Roles
You are the Controller of personal data you submit to the Service. RankTracker is the Processor. For data we collect about your account itself (logins, billing), we are the Controller.
Scope
This DPA covers all personal data processed by RankTracker on your behalf in connection with the Service, for the duration of your subscription plus the retention period defined in the privacy policy.
Sub-processors
The current list of sub-processors who may process Customer Personal Data is below. We provide 30 days' notice of additions via email, in-app banner, and the RSS feed at /legal/dpa/feed.xml.
| Sub-processor | Purpose | Region |
|---|---|---|
| Supabase (database, auth, storage) | Application data hosting | EU/US |
| Cloudflare | Edge compute & CDN | Global |
| Stripe | Payment processing | EU/US |
| Resend | Transactional email | US |
| OpenAI (zero-retention endpoint) | ChatGPT scans, content briefs | US |
| Anthropic (zero-retention endpoint) | Claude scans | US |
| Google AI (Vertex) | Gemini scans, AI Overviews context | US/EU |
| Perplexity API | Perplexity scans | US |
| SerpAPI / DataForSEO | SERP rank scanning | US |
| PostHog (EU) | Product analytics | EU |
| Sentry | Error monitoring | EU |
AI training restriction
RankTracker contractually requires every LLM sub-processor (OpenAI, Anthropic, Google, Perplexity) to operate under zero-retention enterprise endpoints when processing Customer Personal Data. Prompts and responses generated by your scans are not used to train, fine-tune, or improve any third-party model. We do not train our own models on Customer Personal Data either.
International transfers
EU/EEA personal data transferred outside the EEA is governed by the EU Standard Contractual Clauses (Commission Decision (EU) 2021/914), Module Two (Controller to Processor), supplemented by the EU-US Data Privacy Framework where the recipient is certified. UK transfers are governed by the UK IDTA. Swiss transfers use the FADP-aligned SCCs.
Data residency
Default region is US-East. EU residency (Frankfurt) and UK residency (London) are available on Enterprise. Per-workspace selection at creation. Once selected, primary storage and processing stay in region; some LLM sub-processors may be invoked from other regions when no in-region endpoint exists, and this is disclosed.
Security
We maintain a written Information Security Program meeting recognised industry standards (SOC 2 Type II audited annually; ISO 27001-aligned controls). Detail at /legal/security.
Breach notification
Customer notification within 72 hours of confirming a Personal Data Breach affecting your workspace.
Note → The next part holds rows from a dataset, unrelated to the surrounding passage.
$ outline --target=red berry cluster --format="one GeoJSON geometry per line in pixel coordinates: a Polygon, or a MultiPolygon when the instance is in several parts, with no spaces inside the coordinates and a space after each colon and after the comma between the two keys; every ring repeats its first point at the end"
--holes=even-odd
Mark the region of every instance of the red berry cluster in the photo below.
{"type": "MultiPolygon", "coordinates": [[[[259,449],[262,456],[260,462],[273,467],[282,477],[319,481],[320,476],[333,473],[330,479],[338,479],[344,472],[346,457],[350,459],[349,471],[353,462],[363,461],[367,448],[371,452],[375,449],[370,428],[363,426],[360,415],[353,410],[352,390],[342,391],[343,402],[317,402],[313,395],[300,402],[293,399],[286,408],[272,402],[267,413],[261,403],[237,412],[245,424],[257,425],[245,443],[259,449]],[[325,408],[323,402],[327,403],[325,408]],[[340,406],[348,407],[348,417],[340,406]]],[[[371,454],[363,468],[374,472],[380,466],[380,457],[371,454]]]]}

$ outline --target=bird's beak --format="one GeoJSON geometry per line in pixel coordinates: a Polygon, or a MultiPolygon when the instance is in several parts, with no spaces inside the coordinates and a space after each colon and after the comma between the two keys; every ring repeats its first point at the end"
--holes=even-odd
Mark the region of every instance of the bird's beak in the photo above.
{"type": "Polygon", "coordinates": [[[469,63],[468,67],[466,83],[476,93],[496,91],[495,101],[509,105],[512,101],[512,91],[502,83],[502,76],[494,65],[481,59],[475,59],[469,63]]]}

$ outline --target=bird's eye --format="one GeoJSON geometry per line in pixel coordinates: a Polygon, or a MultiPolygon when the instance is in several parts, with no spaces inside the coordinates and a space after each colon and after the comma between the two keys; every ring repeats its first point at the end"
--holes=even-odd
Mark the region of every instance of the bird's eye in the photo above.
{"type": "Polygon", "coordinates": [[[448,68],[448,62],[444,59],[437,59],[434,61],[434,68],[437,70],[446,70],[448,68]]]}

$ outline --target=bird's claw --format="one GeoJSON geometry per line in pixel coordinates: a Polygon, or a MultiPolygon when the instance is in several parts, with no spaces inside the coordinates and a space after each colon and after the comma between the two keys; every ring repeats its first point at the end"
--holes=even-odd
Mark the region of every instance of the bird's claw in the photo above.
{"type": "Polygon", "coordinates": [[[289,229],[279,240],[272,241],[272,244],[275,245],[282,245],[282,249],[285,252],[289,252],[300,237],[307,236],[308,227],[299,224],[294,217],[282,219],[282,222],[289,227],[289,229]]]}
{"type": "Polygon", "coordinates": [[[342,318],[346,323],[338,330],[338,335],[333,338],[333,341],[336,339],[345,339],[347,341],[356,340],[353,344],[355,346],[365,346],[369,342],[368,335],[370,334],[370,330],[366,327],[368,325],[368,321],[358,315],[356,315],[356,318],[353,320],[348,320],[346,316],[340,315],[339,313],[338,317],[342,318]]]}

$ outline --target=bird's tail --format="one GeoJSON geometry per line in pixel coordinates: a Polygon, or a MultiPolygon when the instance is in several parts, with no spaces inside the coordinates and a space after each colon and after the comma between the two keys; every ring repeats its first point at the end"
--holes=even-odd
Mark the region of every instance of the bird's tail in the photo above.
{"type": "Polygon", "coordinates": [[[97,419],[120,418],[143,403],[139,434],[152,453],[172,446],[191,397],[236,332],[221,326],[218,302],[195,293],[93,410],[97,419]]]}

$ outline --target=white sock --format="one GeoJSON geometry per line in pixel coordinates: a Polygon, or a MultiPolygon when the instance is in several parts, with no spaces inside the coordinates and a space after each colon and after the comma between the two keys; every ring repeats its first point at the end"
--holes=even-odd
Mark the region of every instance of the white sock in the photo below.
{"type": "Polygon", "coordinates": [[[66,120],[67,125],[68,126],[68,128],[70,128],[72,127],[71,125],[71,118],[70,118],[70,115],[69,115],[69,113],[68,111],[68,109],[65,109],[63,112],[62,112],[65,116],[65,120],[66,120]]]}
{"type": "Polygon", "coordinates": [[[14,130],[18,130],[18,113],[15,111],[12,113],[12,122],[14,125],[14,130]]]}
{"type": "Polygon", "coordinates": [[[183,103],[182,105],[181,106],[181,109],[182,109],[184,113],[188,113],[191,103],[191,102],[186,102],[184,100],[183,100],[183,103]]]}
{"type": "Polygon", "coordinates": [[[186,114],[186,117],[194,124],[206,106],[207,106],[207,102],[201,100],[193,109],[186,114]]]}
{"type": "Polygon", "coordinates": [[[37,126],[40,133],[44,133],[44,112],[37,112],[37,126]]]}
Notification includes nature and scope of the breach, categories and approximate number of data subjects, likely consequences, and measures taken or proposed.
Audit rights
Annual SOC 2 Type II and ISO 27001-aligned reports available under NDA. On-site audits available for Enterprise customers on reasonable notice and at the customer's expense, subject to confidentiality.
Return and deletion
On termination, Customer Personal Data is available for export for 30 days, then purged from production systems within 30 days. Encrypted backups age out within 35 days. A deletion certificate is available on request.
Sub-processor notifications
Subscribe to dpa-updates@ranktracker.ca or the RSS feed for sub-processor change notifications. You have 30 days from notice to object; reasonable objections trigger commercial-reasonable mitigation or, at your option, termination with pro-rata refund.